Why can SAP HANA go offline ?
Power failure in data center causes downtime.
Server-level hardware failures (CPU/memory) contribute.
Storage-level hardware failures (disk) impact operations.
Network-level hardware failures (switches/router) disrupt connectivity.
Operating system errors (Linux) lead to downtime.
Storage system errors (SAN/NAS) contribute to issues.
Database errors (SAP HANA) affect overall performance.
Human errors in server, router, storage, Linux, and SAP HANA cause downtime.
What is the system down scenario? In this situation Hana cannot be accessed through sql or any other connection method. SAP Hana cockpit might only be partially connect to the SAP HANA system
Ping selected hosts in the data center.
Ensure stable and responsive network connections.
Because external and internal network connections are important for a SAP HANA system. You should test both by pinging SAP HANA and non-SAP HANA hosts in your network.
ping <SAP HANA host>
ping <internal host>
ping <external host>
It is possible that the host is reachable but maybe the network packages are taking the long way home due to a routing problem.

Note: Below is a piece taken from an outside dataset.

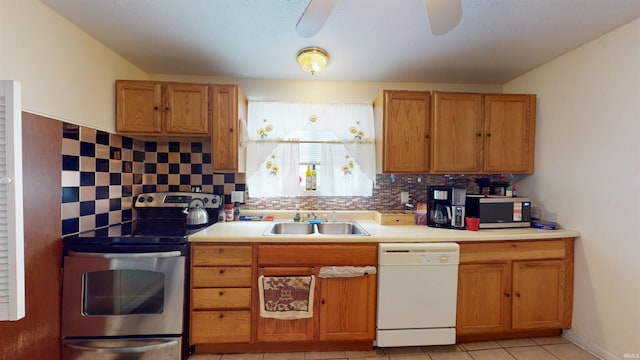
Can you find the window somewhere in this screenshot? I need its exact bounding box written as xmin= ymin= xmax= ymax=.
xmin=247 ymin=102 xmax=375 ymax=197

traceroute <SAP HANA host>
traceroute <internal host>
If your company utilizes a virtual desktop infrastructure (VDI) solution for end-user network connections or operates within a dedicated network, it is advisable to perform network connection tests specifically within these infrastructures.
Log in using SSH to selected hosts.
Verify the operating system's status and ensure there are no issues.
Check when was the host last rebooted it is possible that the host was rebooted in sometime back which cause the issue
last | grep boot You can also use the command uptime
Analyzing the linux system log files to analyze the system is one of the most important tasks during troubleshooting since the move from syslog to systemd , kernel messages and messages of system services are handled by systemd
Systemd was introduced in SLES 12 and RHEL 7 and replaces the traditional init scripts. Systemd also introduced its own logging system called journal. Systemd manages the journal as a system service under the name systemd-journald.service and it is switched on by default.
journalctl -n 50 -p err -b
-n = number of messages to display -p = message priority -b = display boot messages if you use -k instead of -b you can get kernel messages
In some scenario you will see that journalctl is not activated and so it does not work in that case you can check th logs in /var/log
grep -i 'error' messages | tail -n 50
You will see multiple logs written in the logs directory which you can use here
Storage System Test:
Create, read, or delete a file on the storage system.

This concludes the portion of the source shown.